Inheritance Tax (IHT) changes and your pension
How pensions are currently treated
At the moment, money held in most UK pension schemes does not usually form part of your estate when you die. This means it is not normally subject to inheritance tax (IHT).
What is changing from April 2027
From 6 April 2027, most unused pension savings and lump‑sum death benefits will be included as part of a person’s estate for inheritance tax purposes. This means that, depending on the overall value of your estate and who you leave benefits to, inheritance tax could apply to pension savings in the future (there are some exceptions where benefits are expected to remain outside the scope of IHT).
A reminder about inheritance tax
Inheritance tax is a tax that may be payable when someone dies, but only if the total value of their estate is above the tax‑free allowance.

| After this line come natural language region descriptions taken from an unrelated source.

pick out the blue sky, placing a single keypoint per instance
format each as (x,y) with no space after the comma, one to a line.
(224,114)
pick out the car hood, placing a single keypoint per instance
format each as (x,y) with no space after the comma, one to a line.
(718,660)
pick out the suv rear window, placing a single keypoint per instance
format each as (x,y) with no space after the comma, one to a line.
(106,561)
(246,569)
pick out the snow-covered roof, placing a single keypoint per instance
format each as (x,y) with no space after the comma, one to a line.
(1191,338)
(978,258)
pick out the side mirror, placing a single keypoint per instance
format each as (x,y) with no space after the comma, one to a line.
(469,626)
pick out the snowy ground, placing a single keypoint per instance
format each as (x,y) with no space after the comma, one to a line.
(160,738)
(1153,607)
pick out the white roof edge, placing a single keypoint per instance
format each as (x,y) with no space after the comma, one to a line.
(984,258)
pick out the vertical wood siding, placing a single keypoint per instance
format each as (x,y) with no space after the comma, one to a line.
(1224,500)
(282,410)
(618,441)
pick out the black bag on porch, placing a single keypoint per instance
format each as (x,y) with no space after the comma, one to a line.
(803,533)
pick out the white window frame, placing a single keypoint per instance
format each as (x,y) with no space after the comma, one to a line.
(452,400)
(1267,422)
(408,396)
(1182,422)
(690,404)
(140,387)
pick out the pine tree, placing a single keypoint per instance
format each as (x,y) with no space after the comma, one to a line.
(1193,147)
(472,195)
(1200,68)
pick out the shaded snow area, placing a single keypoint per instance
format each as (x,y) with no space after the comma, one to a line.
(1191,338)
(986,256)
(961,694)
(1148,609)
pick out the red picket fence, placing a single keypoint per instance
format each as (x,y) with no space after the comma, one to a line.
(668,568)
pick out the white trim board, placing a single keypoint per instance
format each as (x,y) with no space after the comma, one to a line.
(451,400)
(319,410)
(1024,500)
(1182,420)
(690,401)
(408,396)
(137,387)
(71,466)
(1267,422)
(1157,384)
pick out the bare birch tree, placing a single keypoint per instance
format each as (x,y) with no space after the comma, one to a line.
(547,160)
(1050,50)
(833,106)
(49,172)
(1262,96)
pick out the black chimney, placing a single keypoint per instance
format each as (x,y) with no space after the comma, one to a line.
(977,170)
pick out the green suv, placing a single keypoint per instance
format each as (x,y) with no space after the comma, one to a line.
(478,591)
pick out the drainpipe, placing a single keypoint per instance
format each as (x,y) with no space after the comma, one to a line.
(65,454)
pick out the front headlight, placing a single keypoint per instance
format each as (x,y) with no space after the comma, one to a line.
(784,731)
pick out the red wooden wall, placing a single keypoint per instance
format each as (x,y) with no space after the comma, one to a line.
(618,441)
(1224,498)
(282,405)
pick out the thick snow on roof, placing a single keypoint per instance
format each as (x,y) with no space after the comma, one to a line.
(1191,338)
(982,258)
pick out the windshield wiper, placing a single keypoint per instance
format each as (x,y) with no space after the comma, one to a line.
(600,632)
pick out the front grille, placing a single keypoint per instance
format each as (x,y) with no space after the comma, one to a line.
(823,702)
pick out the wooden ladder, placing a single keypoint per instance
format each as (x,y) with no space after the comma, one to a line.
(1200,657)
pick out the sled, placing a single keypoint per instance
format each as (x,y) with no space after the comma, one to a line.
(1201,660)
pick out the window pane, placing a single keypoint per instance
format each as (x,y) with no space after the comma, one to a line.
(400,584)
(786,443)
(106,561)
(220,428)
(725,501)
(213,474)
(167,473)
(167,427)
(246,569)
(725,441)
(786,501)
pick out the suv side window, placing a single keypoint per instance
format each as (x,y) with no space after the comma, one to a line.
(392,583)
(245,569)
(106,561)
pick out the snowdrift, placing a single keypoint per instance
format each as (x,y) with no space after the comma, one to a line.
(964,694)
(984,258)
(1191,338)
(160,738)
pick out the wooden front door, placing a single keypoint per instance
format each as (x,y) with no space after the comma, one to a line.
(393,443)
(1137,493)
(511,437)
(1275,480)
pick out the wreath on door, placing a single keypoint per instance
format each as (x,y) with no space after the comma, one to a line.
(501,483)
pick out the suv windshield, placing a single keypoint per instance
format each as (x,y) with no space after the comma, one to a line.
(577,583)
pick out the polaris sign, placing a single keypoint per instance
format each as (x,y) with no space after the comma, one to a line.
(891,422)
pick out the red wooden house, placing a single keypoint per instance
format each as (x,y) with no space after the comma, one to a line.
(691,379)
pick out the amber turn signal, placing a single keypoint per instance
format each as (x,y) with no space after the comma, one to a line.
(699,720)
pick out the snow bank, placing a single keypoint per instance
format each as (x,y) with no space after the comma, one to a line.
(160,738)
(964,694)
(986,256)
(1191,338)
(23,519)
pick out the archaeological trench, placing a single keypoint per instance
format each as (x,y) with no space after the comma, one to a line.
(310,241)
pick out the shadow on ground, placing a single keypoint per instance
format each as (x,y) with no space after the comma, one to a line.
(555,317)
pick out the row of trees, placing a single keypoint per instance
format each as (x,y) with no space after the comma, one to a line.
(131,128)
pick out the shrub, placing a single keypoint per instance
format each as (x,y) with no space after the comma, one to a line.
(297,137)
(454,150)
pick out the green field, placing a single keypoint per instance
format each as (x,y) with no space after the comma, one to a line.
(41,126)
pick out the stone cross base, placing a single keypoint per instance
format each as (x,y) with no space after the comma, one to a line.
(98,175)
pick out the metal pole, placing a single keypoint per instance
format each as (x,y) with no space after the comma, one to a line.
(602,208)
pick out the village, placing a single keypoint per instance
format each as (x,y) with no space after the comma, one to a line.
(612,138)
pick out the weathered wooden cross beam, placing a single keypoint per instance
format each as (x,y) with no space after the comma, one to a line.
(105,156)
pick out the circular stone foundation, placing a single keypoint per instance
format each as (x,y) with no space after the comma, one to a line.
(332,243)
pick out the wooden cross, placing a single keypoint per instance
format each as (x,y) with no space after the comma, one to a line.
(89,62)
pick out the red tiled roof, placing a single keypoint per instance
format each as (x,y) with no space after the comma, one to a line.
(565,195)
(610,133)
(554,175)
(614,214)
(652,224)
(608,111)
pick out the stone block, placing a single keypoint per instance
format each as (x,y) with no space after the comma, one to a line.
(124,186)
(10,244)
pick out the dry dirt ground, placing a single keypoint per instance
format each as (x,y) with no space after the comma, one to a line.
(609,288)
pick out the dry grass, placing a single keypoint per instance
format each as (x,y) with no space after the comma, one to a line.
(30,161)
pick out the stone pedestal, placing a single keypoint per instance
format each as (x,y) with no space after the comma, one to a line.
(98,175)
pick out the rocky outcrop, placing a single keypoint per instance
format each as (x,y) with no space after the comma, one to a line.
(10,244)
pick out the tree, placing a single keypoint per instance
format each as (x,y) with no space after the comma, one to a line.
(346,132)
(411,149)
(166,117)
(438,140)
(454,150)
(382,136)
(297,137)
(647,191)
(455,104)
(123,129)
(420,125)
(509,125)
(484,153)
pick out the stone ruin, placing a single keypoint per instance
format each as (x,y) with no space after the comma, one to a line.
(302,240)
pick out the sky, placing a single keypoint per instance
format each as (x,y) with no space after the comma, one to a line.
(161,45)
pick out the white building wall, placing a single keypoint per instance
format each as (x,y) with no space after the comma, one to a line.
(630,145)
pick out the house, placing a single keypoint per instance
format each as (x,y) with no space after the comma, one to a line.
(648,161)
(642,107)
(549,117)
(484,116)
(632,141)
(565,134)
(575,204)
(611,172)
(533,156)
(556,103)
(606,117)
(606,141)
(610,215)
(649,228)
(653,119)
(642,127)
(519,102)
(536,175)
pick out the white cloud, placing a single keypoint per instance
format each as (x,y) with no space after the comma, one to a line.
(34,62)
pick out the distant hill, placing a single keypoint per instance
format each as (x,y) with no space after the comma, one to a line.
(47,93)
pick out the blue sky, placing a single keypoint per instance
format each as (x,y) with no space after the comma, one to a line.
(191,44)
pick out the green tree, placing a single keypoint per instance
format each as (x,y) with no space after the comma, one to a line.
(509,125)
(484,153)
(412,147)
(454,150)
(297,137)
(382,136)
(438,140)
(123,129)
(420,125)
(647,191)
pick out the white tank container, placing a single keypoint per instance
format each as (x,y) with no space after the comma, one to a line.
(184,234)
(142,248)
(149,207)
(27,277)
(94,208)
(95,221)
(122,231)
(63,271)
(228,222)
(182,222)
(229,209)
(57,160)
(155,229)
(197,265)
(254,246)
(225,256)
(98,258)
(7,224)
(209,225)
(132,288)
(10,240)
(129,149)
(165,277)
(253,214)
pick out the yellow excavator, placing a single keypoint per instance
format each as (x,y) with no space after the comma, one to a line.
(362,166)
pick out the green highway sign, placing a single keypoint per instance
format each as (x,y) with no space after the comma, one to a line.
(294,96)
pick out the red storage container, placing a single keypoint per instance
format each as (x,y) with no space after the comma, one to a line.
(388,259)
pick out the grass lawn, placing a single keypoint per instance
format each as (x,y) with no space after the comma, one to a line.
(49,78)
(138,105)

- The current standard IHT allowance is £325,000
- This may be higher if you leave your home to children or grandchildren, or if allowances are transferred between spouses or civil partners
- Assets that move from a person to their legal spouse or civil partner are exempt from IHT
- IHT is usually charged at 40% on the value above the allowance
Your estate includes things like property, savings, and personal belongings. From April 2027, it is expected to also include most unused pension savings and lump‑sum pension death benefits.
What happens next
The government and HM Revenue & Customs have already published initial policy papers and draft proposals, but some practical details are still being finalised, including how inheritance tax will be reported and paid in relation to pensions. We will be considering the implications for benefits that may be paid from the Kimberly-Clark Pension Scheme and will provide further details about this in due course.